Ubiquitous WiFi and Acoustic Sensing: Principles, Technologies, and Applications
Huang JL, Wang YS, Zou YP, Wu KS and Ni LM
With the increasing pervasiveness of mobile devices such as smartphones, smart TVs, and wearables, smart sensing, transforming the physical world into digital information based on various sensing medias, has drawn researchers' great attention. Among different sensing medias, WiFi and acoustic signals stand out due to their ubiquity and zero hardware cost.

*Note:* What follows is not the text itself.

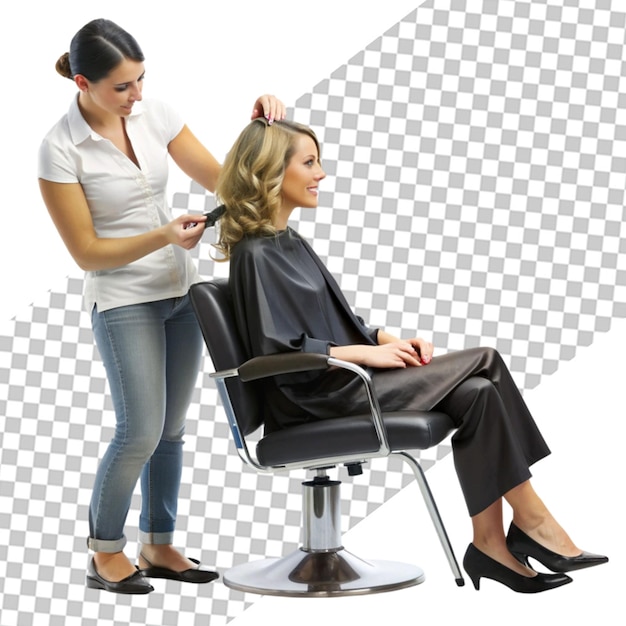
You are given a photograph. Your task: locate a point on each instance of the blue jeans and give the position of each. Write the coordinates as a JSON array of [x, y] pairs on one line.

Based on different basic principles, researchers have proposed different technologies for sensing applications with WiFi and acoustic signals covering human activity recognition, motion tracking, indoor localization, health monitoring, and the like. To enable readers to get a comprehensive understanding of ubiquitous wireless sensing, we conduct a survey of existing work to introduce their underlying principles, proposed technologies, and practical applications. Besides we also discuss some open issues of this research area. Our survey reals that as a promising research direction, WiFi and acoustic sensing technologies can bring about fancy applications, but still have limitations in hardware restriction, robustness, and applicability.